Los vimos destruir media hectárea de cultivos de opio en menos de dos horas. Llevaban 15 hectáreas destruidas en dos semanas. Pero Hernández señaló hacia arriba y abajo de la montaña: más cultivos de la adormidera, en todas partes, escondidos detrás de pinos. Les faltaba 20 días más de arrancar amapolas a mano, conscientes de que los agricultores podrían sembrarlas de nuevo. El coronel Cruz dijo que aquello era parte de la “subcultura” en una región donde el cultivo de plantaciones ilegales ha pasado de una generación a otra.
¿Acaso esto es un esfuerzo inútil?, le pregunté a Hernández. “Es fastidioso ver tanta amapola todo el día”, afirmó mientras caminábamos de regreso al campamento.
Pero Hernández es optimista de que al menos los niños que ven al Ejército en la zona, puede que se alejen del negocio de las drogas y decidan concentrarse en la escuela y en encontrar un trabajo normal.
Mientras descendía de la montaña, necesitado de poner hielo en mis rodillas como un jugador de fútbol después de un partido, el coronel Cruz me preguntó si la subida a la montaña nos había parecido peligrosa.
Los soldados me habían dicho que nunca habían sido atacados.
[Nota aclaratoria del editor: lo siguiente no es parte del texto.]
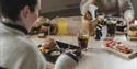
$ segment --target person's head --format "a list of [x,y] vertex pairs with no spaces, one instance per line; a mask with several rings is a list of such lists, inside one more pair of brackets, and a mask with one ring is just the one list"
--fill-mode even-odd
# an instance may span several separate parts
[[28,30],[38,18],[41,0],[0,0],[2,18],[21,22]]

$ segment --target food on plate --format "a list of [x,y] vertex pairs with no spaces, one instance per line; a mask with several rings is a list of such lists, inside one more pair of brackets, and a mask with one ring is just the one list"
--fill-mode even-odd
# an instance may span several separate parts
[[116,49],[121,53],[124,53],[124,54],[130,54],[133,50],[129,49],[126,45],[124,44],[119,44],[116,46]]
[[39,51],[42,51],[42,53],[48,53],[49,49],[46,49],[46,48],[44,48],[44,47],[39,47]]
[[133,53],[133,50],[126,44],[114,41],[114,39],[110,39],[110,38],[105,41],[105,47],[115,49],[115,50],[117,50],[119,53],[124,53],[124,54]]
[[39,50],[42,53],[48,53],[53,48],[55,48],[56,43],[53,38],[47,38],[44,43],[39,45]]
[[53,51],[50,55],[52,56],[59,56],[61,53],[60,51]]
[[115,45],[116,45],[116,42],[113,41],[112,38],[107,38],[107,39],[105,41],[105,46],[106,46],[106,47],[114,48]]
[[56,46],[56,43],[53,38],[47,38],[44,43],[42,43],[42,46],[46,49],[50,49]]
[[127,34],[129,36],[137,37],[137,25],[130,25]]

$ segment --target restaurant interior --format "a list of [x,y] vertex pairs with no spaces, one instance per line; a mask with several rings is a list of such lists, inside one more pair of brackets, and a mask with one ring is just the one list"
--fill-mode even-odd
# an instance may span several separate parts
[[137,0],[130,1],[132,23],[96,12],[82,15],[81,0],[42,0],[27,38],[46,69],[137,69]]

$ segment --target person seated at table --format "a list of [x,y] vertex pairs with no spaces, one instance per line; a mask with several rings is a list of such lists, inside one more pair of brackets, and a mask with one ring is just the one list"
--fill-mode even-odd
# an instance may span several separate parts
[[124,18],[127,23],[134,23],[134,9],[130,0],[81,0],[81,14],[93,11],[94,7],[98,7],[99,13],[104,13],[106,16],[119,16]]
[[46,69],[46,60],[26,34],[37,19],[41,0],[0,0],[0,66]]

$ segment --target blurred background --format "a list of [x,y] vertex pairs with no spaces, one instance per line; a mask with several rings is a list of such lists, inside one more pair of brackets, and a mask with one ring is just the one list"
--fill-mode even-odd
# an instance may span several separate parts
[[[81,0],[42,0],[41,14],[47,18],[80,15]],[[137,0],[132,0],[137,19]]]

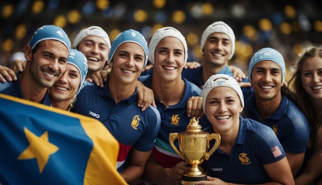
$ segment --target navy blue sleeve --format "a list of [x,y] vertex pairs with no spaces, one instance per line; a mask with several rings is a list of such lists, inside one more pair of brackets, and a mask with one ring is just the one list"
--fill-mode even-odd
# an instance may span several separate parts
[[302,112],[298,110],[295,110],[291,118],[283,119],[279,129],[279,139],[285,151],[300,154],[306,149],[310,136],[309,126]]
[[160,113],[156,109],[151,105],[149,108],[145,111],[145,113],[147,114],[145,116],[144,123],[148,125],[142,136],[134,145],[136,149],[141,152],[147,152],[153,148],[160,129],[161,122]]

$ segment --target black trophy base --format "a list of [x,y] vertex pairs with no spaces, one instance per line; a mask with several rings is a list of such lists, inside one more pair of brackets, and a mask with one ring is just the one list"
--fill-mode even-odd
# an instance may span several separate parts
[[194,185],[197,182],[207,181],[207,175],[199,177],[189,177],[182,175],[180,183],[182,185]]

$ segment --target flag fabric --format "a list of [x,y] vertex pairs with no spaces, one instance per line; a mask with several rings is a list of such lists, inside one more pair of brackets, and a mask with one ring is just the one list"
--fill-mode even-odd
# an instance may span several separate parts
[[279,147],[277,146],[275,146],[271,148],[270,151],[272,152],[272,153],[274,156],[274,157],[275,158],[281,155],[282,154],[282,152],[281,152],[280,150],[279,150]]
[[98,120],[0,94],[0,184],[127,184]]

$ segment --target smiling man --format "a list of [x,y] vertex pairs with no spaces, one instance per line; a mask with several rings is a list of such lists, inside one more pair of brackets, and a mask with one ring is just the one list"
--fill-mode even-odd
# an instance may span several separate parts
[[253,56],[248,70],[254,92],[245,101],[247,117],[273,129],[295,176],[303,162],[309,127],[303,113],[291,101],[292,92],[283,86],[283,57],[275,49],[263,48]]
[[40,28],[24,48],[25,70],[17,73],[16,81],[0,83],[0,93],[50,105],[47,89],[65,72],[70,47],[68,37],[60,28]]
[[80,31],[72,47],[86,57],[88,66],[86,77],[88,77],[101,70],[106,64],[111,42],[105,31],[100,27],[93,26]]

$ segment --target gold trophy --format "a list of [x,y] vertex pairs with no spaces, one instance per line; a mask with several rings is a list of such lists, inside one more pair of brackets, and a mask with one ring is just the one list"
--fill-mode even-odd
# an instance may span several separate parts
[[[213,139],[216,141],[213,148],[208,152],[209,142]],[[179,140],[179,152],[175,145],[175,139]],[[219,134],[210,134],[201,130],[199,119],[194,117],[190,119],[187,130],[180,134],[171,133],[169,140],[173,149],[191,167],[182,174],[180,183],[183,185],[194,185],[198,181],[207,181],[207,173],[200,171],[198,165],[205,160],[208,160],[220,143]]]

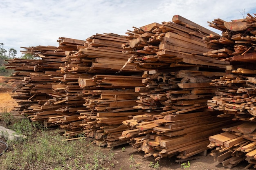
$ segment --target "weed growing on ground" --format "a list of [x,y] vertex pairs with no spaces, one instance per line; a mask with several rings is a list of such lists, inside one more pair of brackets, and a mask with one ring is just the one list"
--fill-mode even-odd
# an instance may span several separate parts
[[14,121],[14,117],[11,113],[4,112],[1,113],[1,121],[6,125],[9,125]]
[[149,165],[148,165],[148,166],[150,167],[152,167],[154,168],[154,169],[159,169],[159,166],[160,166],[160,165],[159,164],[159,163],[158,163],[158,161],[155,163],[154,163],[153,162],[150,162]]
[[188,163],[182,163],[181,164],[181,166],[180,166],[180,168],[184,169],[186,169],[189,167],[190,167],[190,162],[189,162],[189,161],[188,161]]
[[106,169],[103,165],[113,159],[111,153],[104,154],[101,148],[89,145],[86,139],[64,141],[56,130],[43,130],[28,138],[4,154],[0,170]]

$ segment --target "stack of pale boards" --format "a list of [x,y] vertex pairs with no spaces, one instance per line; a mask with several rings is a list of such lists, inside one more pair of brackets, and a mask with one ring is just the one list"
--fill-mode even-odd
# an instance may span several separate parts
[[208,108],[222,111],[218,117],[232,118],[239,124],[223,129],[226,132],[210,137],[208,147],[216,147],[212,154],[218,157],[218,161],[224,166],[231,168],[245,160],[249,163],[246,168],[254,165],[256,168],[256,72],[242,68],[227,72],[229,74],[212,81],[211,84],[219,90],[216,96],[208,100]]
[[7,66],[16,69],[12,81],[23,78],[15,96],[26,102],[23,114],[59,125],[67,137],[94,137],[98,145],[130,143],[156,159],[207,150],[208,137],[232,123],[206,108],[216,89],[211,80],[229,63],[202,56],[209,50],[202,38],[217,34],[174,18],[126,36],[61,38],[57,49],[27,48],[42,60]]

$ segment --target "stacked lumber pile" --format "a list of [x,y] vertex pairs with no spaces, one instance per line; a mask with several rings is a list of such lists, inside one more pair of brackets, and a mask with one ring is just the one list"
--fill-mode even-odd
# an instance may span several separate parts
[[207,109],[217,91],[211,80],[224,76],[229,64],[203,56],[209,49],[202,38],[218,35],[179,15],[172,20],[135,28],[130,34],[137,38],[123,45],[141,56],[132,62],[152,70],[142,75],[144,86],[135,88],[140,95],[134,108],[147,113],[124,121],[131,130],[119,138],[130,138],[145,157],[155,160],[185,159],[207,150],[211,134],[236,124]]
[[[211,25],[223,31],[222,35],[219,39],[205,38],[210,44],[217,44],[218,41],[221,47],[208,52],[207,55],[229,60],[233,65],[227,67],[226,75],[212,81],[211,84],[219,90],[216,96],[208,101],[208,108],[222,111],[218,117],[238,121],[238,125],[223,129],[225,132],[209,137],[208,147],[216,148],[212,155],[218,157],[218,161],[224,166],[229,168],[244,160],[248,162],[245,169],[252,166],[256,168],[254,64],[256,18],[247,15],[246,18],[231,22],[214,20]],[[224,52],[227,49],[230,51]]]
[[[251,152],[255,149],[253,144],[256,141],[256,73],[242,68],[231,72],[213,80],[212,84],[218,87],[219,90],[216,92],[216,96],[208,101],[208,108],[222,110],[218,117],[232,118],[233,120],[239,121],[239,124],[231,126],[230,128],[223,129],[226,132],[210,137],[209,147],[217,147],[219,152],[214,150],[212,154],[218,155],[218,161],[224,166],[232,168],[245,160],[249,163],[248,166],[254,164],[255,168],[256,157],[254,158],[254,155],[251,155],[255,151]],[[219,152],[222,154],[219,155]]]
[[58,84],[52,78],[60,74],[57,70],[62,63],[63,51],[52,46],[23,48],[28,53],[36,54],[42,60],[8,60],[7,69],[14,69],[16,72],[5,79],[8,82],[17,84],[13,90],[16,93],[13,96],[19,104],[17,110],[29,115],[33,114],[33,109],[30,108],[32,105],[41,104],[51,98],[49,94],[52,91],[52,86]]
[[229,22],[218,18],[208,22],[209,26],[222,31],[222,33],[221,36],[212,34],[204,38],[207,47],[213,50],[204,55],[226,61],[255,61],[255,16],[248,13],[245,18]]
[[59,126],[69,137],[93,137],[99,146],[130,143],[156,160],[206,150],[209,136],[231,124],[207,109],[216,91],[211,80],[229,63],[204,56],[210,50],[202,38],[220,35],[179,15],[133,28],[126,36],[60,38],[50,50],[27,49],[42,60],[20,62],[35,72],[23,77],[26,97],[18,95],[34,102],[22,114]]

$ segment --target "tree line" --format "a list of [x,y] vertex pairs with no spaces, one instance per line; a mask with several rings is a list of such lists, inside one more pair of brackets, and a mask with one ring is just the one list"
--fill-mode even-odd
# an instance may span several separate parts
[[[16,58],[17,55],[17,50],[11,48],[8,50],[4,48],[4,44],[0,43],[0,75],[7,75],[9,72],[5,69],[4,64],[7,63],[6,60],[13,59]],[[20,58],[27,59],[34,59],[34,56],[31,54],[25,54]]]

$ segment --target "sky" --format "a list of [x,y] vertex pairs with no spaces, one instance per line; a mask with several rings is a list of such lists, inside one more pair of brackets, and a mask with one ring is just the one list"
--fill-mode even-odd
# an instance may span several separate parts
[[0,43],[17,50],[38,45],[58,46],[59,37],[81,40],[95,34],[125,35],[179,15],[220,34],[207,21],[226,21],[256,13],[256,0],[0,0]]

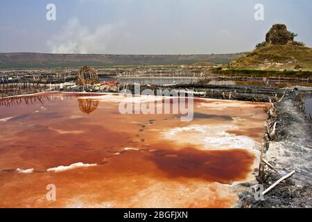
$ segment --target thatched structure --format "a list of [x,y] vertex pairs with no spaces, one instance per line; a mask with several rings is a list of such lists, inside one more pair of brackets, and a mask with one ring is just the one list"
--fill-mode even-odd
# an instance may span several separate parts
[[81,67],[78,74],[78,85],[93,85],[100,83],[95,70],[87,65]]
[[79,109],[81,112],[89,114],[96,110],[100,101],[94,99],[78,99]]

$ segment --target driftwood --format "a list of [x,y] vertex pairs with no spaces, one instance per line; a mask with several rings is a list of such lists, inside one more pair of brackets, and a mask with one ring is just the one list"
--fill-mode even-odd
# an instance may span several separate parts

Los agricultores se avisan por radio de los movimientos de las tropas y generalmente desaparecen cuando llegan las unidades de erradicación. Sin embargo, en septiembre pasado cinco soldados murieron en un ataque en la ciudad de Culiacán, cuando un convoy llevaba herido a un presunto miembro de un cártel.
Cruz sugirió que era más seguro en las montañas. Debo admitir que de alguna manera, allá arriba, donde hay plantaciones para un multimillonario negocio de las drogas –que mata a miles de personas cada año– me sentí un poco más seguro que en un cementerio lleno de capos del narcotráfico muertos.